You can reored operation in your render loop so you can process pool notifications before SwapBuffers call. In this case driver will initiate DMA transfers and then swap buffers. If you turn on vsync, then vsync waiting time on GPU should be used for texture data transfer and CPU will be free to spent some time with decoders.

Another idea is to use fences. Just set fence right after each glTexSubImage call an later just check fence status. If its finished, you can use that texure, if not use yoour CPU for something else.

Yes, I think that’s what mfort suggested, and I had my head around something like that - I do like the fact that since the GL stuff is in one thread, it wasn’t a problem. But in my case, I have 2-4 drawing threads, so even if I do that in one thread I still have to see when the other threads can use it.

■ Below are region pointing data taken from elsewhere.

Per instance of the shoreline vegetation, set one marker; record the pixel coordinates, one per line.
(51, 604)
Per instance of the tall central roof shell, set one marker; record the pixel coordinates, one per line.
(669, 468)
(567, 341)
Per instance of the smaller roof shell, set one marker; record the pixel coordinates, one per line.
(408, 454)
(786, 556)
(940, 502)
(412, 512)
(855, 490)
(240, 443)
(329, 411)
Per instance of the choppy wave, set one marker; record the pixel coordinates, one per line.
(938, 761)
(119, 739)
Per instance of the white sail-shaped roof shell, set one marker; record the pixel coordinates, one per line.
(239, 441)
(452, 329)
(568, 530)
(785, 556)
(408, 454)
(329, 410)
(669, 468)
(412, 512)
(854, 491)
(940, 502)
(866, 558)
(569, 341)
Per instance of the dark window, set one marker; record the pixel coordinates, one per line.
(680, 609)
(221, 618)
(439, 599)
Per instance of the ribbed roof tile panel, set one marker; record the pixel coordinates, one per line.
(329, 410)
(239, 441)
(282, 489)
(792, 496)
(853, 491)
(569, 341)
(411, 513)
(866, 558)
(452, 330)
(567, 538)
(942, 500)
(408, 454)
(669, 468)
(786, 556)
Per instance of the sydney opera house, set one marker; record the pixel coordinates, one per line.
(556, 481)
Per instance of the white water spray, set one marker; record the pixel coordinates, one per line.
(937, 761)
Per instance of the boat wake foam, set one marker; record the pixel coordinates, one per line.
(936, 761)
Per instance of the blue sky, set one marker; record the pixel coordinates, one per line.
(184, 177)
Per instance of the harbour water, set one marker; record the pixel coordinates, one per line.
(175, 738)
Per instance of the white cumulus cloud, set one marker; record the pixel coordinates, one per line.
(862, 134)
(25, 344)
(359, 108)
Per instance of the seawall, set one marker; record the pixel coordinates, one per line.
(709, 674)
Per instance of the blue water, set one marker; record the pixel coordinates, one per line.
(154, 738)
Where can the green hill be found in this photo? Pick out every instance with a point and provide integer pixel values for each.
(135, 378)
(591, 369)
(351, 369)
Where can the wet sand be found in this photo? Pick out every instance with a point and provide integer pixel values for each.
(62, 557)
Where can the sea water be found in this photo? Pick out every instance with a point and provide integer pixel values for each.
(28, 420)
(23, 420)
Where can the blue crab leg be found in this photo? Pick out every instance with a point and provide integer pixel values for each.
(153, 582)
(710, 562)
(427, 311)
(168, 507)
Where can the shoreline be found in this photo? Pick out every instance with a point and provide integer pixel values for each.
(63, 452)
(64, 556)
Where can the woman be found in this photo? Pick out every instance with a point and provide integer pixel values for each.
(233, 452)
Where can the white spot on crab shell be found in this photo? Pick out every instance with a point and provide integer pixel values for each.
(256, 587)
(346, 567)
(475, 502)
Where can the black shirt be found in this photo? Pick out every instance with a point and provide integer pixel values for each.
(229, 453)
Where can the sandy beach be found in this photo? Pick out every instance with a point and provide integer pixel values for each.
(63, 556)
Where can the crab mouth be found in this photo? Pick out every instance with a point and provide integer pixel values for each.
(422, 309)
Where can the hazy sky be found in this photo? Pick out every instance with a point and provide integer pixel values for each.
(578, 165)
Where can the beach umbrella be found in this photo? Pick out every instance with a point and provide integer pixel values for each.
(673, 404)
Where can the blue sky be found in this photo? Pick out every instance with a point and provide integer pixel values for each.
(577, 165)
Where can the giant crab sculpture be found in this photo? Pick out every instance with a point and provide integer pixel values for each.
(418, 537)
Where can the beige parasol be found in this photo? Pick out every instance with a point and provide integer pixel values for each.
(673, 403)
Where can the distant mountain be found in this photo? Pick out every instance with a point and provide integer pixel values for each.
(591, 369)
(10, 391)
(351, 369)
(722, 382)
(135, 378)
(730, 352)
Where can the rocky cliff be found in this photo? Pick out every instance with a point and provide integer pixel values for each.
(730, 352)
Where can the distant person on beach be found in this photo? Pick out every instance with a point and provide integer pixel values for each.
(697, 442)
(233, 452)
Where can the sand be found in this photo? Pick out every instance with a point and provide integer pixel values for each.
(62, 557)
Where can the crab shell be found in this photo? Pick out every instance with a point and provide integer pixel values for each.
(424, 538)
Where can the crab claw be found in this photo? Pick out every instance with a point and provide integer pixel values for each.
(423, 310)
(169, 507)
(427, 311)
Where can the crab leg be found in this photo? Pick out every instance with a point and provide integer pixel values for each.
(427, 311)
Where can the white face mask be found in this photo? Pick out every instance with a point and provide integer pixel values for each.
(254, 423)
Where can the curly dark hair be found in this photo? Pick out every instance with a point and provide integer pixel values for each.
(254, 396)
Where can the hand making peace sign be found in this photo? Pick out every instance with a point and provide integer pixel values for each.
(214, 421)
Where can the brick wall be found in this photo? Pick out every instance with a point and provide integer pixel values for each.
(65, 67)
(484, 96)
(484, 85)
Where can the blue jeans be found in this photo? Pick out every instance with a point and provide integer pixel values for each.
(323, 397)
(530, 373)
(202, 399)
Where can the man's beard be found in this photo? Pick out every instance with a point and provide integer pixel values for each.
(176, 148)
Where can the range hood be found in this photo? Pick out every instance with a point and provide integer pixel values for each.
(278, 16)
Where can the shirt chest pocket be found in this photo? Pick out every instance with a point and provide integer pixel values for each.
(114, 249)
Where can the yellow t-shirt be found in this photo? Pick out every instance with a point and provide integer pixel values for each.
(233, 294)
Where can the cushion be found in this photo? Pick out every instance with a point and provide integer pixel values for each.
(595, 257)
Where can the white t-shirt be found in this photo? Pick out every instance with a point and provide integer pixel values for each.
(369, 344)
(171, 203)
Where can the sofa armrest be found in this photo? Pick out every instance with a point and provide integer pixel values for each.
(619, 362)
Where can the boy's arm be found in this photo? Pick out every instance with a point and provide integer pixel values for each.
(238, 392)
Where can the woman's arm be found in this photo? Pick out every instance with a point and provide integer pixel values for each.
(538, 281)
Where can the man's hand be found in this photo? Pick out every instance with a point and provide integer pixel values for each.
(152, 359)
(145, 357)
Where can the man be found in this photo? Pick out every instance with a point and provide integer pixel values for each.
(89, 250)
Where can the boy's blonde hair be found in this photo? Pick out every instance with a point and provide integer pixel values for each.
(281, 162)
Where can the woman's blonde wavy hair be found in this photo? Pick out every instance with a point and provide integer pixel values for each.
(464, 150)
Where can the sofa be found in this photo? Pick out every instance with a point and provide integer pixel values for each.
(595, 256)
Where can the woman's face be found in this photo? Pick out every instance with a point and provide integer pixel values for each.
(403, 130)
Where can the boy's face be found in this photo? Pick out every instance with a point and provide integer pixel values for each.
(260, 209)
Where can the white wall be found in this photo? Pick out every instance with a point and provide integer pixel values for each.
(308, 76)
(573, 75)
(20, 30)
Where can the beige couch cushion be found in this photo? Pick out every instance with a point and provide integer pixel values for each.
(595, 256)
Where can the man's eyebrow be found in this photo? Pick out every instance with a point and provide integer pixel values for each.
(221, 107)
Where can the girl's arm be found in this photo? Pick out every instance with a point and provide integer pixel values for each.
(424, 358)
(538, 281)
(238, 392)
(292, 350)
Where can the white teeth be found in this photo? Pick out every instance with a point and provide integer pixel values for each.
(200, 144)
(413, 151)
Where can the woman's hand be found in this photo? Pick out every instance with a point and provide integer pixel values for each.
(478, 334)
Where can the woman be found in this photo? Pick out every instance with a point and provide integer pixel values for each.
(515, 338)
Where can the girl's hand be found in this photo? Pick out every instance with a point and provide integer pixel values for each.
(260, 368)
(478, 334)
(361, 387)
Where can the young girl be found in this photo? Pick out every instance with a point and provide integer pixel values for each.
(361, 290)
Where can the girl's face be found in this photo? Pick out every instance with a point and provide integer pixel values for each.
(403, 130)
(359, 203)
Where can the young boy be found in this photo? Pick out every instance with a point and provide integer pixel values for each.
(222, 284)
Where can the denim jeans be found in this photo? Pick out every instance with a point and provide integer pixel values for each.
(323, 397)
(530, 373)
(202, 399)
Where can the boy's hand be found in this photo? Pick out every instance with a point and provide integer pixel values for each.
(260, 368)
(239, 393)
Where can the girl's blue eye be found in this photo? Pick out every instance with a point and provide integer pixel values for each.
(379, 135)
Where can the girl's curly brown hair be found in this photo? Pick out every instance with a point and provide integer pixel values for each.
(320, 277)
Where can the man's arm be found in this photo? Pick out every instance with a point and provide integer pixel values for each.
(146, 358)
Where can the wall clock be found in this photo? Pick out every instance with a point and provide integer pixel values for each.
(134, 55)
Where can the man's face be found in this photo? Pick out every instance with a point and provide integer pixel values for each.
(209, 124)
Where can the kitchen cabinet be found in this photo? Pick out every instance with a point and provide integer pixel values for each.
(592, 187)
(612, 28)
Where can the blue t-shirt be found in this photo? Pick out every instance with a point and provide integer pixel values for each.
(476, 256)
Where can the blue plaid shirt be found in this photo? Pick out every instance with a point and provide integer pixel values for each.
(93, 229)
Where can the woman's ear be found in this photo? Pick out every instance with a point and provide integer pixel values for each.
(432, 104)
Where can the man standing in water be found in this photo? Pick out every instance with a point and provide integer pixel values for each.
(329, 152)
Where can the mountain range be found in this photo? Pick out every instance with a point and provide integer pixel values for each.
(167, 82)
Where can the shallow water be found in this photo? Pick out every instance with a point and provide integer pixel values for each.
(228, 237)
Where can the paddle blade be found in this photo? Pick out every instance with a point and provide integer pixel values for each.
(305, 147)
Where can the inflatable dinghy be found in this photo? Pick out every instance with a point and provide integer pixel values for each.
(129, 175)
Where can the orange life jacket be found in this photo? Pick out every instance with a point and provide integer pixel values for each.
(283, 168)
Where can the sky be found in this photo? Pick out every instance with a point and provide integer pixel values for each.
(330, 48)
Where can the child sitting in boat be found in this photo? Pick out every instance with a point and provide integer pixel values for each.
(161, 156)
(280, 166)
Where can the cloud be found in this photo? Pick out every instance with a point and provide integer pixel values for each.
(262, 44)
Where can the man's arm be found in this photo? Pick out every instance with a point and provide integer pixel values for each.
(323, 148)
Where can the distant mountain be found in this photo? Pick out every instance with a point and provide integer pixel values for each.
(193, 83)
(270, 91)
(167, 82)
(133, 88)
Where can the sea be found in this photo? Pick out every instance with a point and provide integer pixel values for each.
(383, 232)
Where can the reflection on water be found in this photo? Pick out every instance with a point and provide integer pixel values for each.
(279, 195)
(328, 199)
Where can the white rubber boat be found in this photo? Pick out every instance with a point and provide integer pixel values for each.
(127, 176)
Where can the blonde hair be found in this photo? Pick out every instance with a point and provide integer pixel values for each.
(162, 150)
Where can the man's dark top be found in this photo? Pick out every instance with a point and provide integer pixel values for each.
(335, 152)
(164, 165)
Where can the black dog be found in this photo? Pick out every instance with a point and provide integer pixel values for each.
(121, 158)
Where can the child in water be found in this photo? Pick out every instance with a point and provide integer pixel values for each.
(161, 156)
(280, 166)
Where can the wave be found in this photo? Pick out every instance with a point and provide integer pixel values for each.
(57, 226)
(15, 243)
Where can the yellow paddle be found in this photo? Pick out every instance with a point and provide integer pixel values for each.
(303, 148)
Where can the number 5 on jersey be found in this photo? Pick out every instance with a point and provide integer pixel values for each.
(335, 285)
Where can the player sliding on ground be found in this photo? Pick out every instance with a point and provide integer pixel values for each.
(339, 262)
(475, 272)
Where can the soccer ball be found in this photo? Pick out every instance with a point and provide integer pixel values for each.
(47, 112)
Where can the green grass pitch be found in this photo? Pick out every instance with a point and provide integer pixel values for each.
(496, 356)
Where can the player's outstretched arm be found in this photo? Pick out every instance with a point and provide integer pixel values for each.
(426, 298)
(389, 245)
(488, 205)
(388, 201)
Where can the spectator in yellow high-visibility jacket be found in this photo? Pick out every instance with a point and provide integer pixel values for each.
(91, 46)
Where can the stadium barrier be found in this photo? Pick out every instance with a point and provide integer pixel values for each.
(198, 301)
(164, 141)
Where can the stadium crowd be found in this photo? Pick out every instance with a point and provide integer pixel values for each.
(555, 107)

Meanwhile, I’ve been back and forth about whether to take the next step of using shaders to convert the PBOs to floating point FBOs on the draw threads or the transfer thread. My current thinking (as of 4pm ; ) is that since I will also need to recompile shaders and find uniforms etc every time I change the movie - and pixel format, I can’t risk the time of doing that on the draw threads, therefore I need to draw to FBOs on the transfer threads.

So my problems actually changes from being the esoteric PBO completion to a simpler question of when the FBO drawing is complete.

I know that I can first just glFinish, and hopefully that one thread only will stall, or I can (flush then) use a fence - using test to visit a few times, then wait if needed.

Thanks for the answers and extra knowledge. Love this forum.

Bruce

Just to check back in, I am now using fences (on Mac and Linux Nvidia) to detect drawing is finished, and it’s working very well. It means I can break down and recreate shaders quite happily on the side thread, and do some nice overlapping (with a job pool) copies and transfers, then use a shader to convert to a RGB HALF from whatever the transfer format was. In general, testing the fence a few times (in a round robin way between tasks) shows when the operations are complete, and I only need to finish up to the fence occasionally.

Avoiding contention is the hardest bit, but my current effort seems reasonable.

Thanks for all help.

Bruce